My dissertation has been accepted by my committee and the graduate school. There is currently a restriction on viewing it online as I work to publish the papers at the core of it in peer reviewed journals. However, I would be happy to share it with those who are interested.

Abstract below:

In recent years, anthropogenic climate change has moved from a future concern to a current reality (Trenberth 2018). Now impacting every region on the planet, the effects of climate change are “widespread, rapid, and intensifying” (IPCC 2021). It is therefore pertinent to think of how we can adapt to a changing and more hostile world (Robinson et al. 2020). To this end, this dissertation focuses on environmental migration outcomes. This is accomplished with three distinct analyses.

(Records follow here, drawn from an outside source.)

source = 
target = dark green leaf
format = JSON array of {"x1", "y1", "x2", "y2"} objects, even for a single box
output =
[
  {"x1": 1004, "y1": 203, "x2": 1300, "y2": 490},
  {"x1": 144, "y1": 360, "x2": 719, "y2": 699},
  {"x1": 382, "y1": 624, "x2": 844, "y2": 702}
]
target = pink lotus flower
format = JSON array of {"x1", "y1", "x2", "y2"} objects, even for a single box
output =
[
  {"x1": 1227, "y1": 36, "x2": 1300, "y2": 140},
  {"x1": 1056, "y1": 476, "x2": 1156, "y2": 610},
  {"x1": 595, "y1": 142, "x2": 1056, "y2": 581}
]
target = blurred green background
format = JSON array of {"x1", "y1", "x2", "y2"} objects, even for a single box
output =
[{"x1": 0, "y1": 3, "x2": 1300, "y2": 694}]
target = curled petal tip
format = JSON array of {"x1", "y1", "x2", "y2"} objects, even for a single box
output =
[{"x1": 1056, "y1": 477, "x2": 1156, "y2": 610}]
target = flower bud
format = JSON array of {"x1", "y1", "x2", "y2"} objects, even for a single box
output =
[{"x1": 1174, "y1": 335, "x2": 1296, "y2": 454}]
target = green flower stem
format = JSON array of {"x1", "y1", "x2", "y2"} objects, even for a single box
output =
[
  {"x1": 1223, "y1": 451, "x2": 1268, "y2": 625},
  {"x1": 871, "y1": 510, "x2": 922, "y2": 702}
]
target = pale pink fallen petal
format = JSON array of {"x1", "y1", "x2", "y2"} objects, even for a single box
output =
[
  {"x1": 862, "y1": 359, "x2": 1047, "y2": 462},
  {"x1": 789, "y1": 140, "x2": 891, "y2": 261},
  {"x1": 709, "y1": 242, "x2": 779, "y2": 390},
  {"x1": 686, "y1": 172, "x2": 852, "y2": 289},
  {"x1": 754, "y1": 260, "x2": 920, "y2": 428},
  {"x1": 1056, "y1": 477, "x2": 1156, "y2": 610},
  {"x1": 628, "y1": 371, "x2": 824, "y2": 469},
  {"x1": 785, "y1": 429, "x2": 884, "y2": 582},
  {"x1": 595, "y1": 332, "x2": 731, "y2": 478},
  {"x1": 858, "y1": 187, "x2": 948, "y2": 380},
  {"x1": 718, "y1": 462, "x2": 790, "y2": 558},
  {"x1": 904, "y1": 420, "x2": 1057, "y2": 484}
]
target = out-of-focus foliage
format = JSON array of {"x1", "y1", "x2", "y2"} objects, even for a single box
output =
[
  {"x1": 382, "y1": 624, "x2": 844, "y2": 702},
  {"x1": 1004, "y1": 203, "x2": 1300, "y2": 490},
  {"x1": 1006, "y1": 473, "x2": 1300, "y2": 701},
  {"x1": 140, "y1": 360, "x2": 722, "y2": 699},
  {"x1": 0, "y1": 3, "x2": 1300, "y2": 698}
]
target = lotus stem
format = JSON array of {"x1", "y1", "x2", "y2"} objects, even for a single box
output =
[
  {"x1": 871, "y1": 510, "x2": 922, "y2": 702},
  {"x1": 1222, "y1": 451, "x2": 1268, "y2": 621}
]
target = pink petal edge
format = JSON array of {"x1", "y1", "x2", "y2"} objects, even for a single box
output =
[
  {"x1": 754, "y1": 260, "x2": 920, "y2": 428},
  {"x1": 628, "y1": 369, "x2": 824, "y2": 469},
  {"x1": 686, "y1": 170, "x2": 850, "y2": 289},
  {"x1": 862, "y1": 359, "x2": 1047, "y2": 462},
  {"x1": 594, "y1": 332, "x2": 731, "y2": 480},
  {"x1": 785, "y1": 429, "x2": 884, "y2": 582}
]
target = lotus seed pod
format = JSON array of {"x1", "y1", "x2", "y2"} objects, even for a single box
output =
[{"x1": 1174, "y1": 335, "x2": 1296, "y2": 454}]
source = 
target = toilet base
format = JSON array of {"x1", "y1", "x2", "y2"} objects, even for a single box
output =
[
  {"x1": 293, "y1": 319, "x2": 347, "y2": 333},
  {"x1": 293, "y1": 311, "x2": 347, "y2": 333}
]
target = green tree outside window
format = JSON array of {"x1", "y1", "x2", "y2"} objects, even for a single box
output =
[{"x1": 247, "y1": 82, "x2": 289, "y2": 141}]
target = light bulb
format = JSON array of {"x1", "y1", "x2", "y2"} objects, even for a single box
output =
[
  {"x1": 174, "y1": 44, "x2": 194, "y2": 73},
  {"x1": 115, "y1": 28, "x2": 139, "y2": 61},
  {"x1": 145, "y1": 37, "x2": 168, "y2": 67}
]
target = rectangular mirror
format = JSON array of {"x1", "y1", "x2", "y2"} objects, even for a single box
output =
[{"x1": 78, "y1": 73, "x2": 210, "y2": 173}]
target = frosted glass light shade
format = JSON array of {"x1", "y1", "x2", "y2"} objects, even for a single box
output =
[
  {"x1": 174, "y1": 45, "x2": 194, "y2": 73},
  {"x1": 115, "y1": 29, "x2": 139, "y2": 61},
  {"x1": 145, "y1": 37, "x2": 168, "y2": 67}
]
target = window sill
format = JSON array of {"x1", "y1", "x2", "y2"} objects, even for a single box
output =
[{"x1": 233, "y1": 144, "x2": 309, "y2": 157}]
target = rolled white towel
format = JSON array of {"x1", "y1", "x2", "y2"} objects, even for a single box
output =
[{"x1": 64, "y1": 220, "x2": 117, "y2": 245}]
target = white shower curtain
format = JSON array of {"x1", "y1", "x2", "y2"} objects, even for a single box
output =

The first study uses a multi-level, mixed-effects analysis on responses to two waves of a survey distributed across the Albemarle Pamlico Peninsula, North Carolina to consider how residents’ opinions and beliefs change as they are exposed compounding disasters. The findings show that saltwater intrusion, a slow-onset hazard, is associated with heightened risk perception; and that repeated hurricane exposure, saltwater intrusion, and heightened risk perceptions are associated with a greater acceptance of migration as an adaptive strategy.

The second study utilizes survival analyses on a novel dataset to track movement for all individuals with credit records in eastern North Carolina, considering compounding hazard exposure and pre-established vulnerability. It finds that the co-location of exposure and vulnerability is associated with more resilient migration patterns. However, State-level vulnerability remained constant as immigration into floodplains occurred at approximately the same rate as out-migration. This “vulnerability replacement” dynamic represents a missed opportunity to capitalize on the organic post-hurricane process of flood vulnerability reduction to achieve broader improvements.

The third study utilizes propensity score matching on another novel dataset to analyze post-buyout migration in Harris County, Texas, after Hurricane Harvey (2017) in contrast with a counter-factual group of residents who moved from similar areas within the same time frame without the benefit of federal support. The results show that buyout participants were less likely to move into a floodplain than members from our control group. Otherwise, however, buyout participants did not experience significantly different outcomes to those of non-buyout movers. The findings suggest that buyout programs have a limited influence on the established migration system within which they operate.